Though serverless has been a buzzword for sometime now, if you're serious about building a successful application, you must take these buzzwords with a pinch of salt. Just because a technology is new does not mean its the right one for you. I remember developing a video playing mobile application like YouTube purely based on AWS lambdas. Though the tech-stack looked good on paper, the performance was absymal. It's important to understand what your requirements are in terms of:
- Responsiveness
- Running time of the function logic
- Frequency of invocations
Responsiveness
Like I mentioned earlier, we use lambda functions to respond to user actions made within the video mobile app. Obviously such an app has to have responsiveness as one of its top priorities. Lambdas unfortunately are not greate at this. The AWS lambda service has come a long way but nothing beats the performance of an application dealing with local memory access. Remember, lambdas have no state so you'll have to rely of distributed caching systems like Redis which means multiple network trips to get the data that you need even if its cached. Lambdas however are great for responding to backend events, triggering additional workflows and the likes.
Running time of the function logic
Lambda functions aren't supposed to be long running functions. AWS lambda used to have an upper limit of 5 mins which has increased to 15 mins for its maximum execution time. Lambdas are supposed to only do one thing and one this well and on top of that finish it in a couple of seconds.
Frequency of invocations
Eac AWS lambda executes in its own container. When a lambda executes for the first time, a considerable amount of time is spent in initialization. If the lambda is invoked not "too long" after, the same container is reused. The idea is to keep lambdas from going out of context so they don't have to spend time on initialization and are ready to execute immediately. Some system regularly invoke lambdas just to keep them "warm".

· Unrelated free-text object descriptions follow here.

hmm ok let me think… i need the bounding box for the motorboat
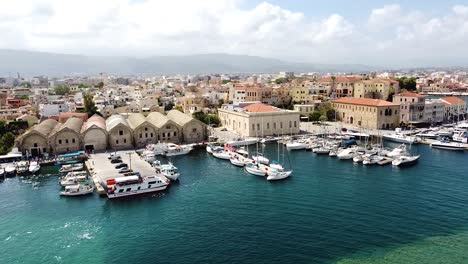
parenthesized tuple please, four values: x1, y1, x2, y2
(342, 130, 369, 138)
(337, 148, 358, 160)
(260, 136, 280, 144)
(452, 129, 468, 143)
(329, 148, 339, 157)
(60, 174, 88, 186)
(362, 155, 384, 165)
(142, 150, 157, 163)
(252, 154, 269, 165)
(383, 132, 420, 144)
(212, 149, 231, 160)
(16, 161, 29, 175)
(286, 141, 307, 150)
(59, 163, 84, 173)
(415, 130, 438, 139)
(106, 175, 170, 199)
(386, 144, 408, 158)
(430, 139, 466, 151)
(158, 163, 180, 181)
(230, 154, 246, 167)
(164, 143, 193, 157)
(392, 155, 420, 167)
(60, 184, 94, 196)
(226, 138, 258, 147)
(353, 155, 364, 163)
(245, 163, 266, 176)
(313, 147, 330, 155)
(5, 164, 16, 175)
(266, 169, 292, 181)
(28, 161, 41, 174)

The programming language used
The programming language chosen has a bearing on all the three points discussed. Compiled languages which require a heavy runtime like JVM or the .NET runtime spend more time first time they execute compared to languages like NodeJS or Python which don't have a heavy runtime. Here is a comparison of a lambda function which:
- Responds to S3 put events
- Reads first 4K of the S3 object
- Tries to find a string within the data read
Here we compare the performance of the lambda written in Python with one written in Java (Java11) for a cold start:
Billed duration | Init duration | Max memory used | |
---|---|---|---|
Python | 262 | 408.89 | 71 |
Java | 13087 | 404.08 | 152 |
Next we compare the performance of the lambda written in Python with one written in Java (Java11) with a warm start:
Billed duration | Init duration | Max memory used | |
---|---|---|---|
Python | 164 | 0 | 72 |
Java | 835.81 | 0 | 158 |
Conclusion
If lambdas are operating in the periphery of the application perhaps doing something like filtering data, sending notification to start core workflows, it makes sense to use a language having a small memory footprint like NodeJS or Python, you'll save on costs and not lose aynthing in the bargain.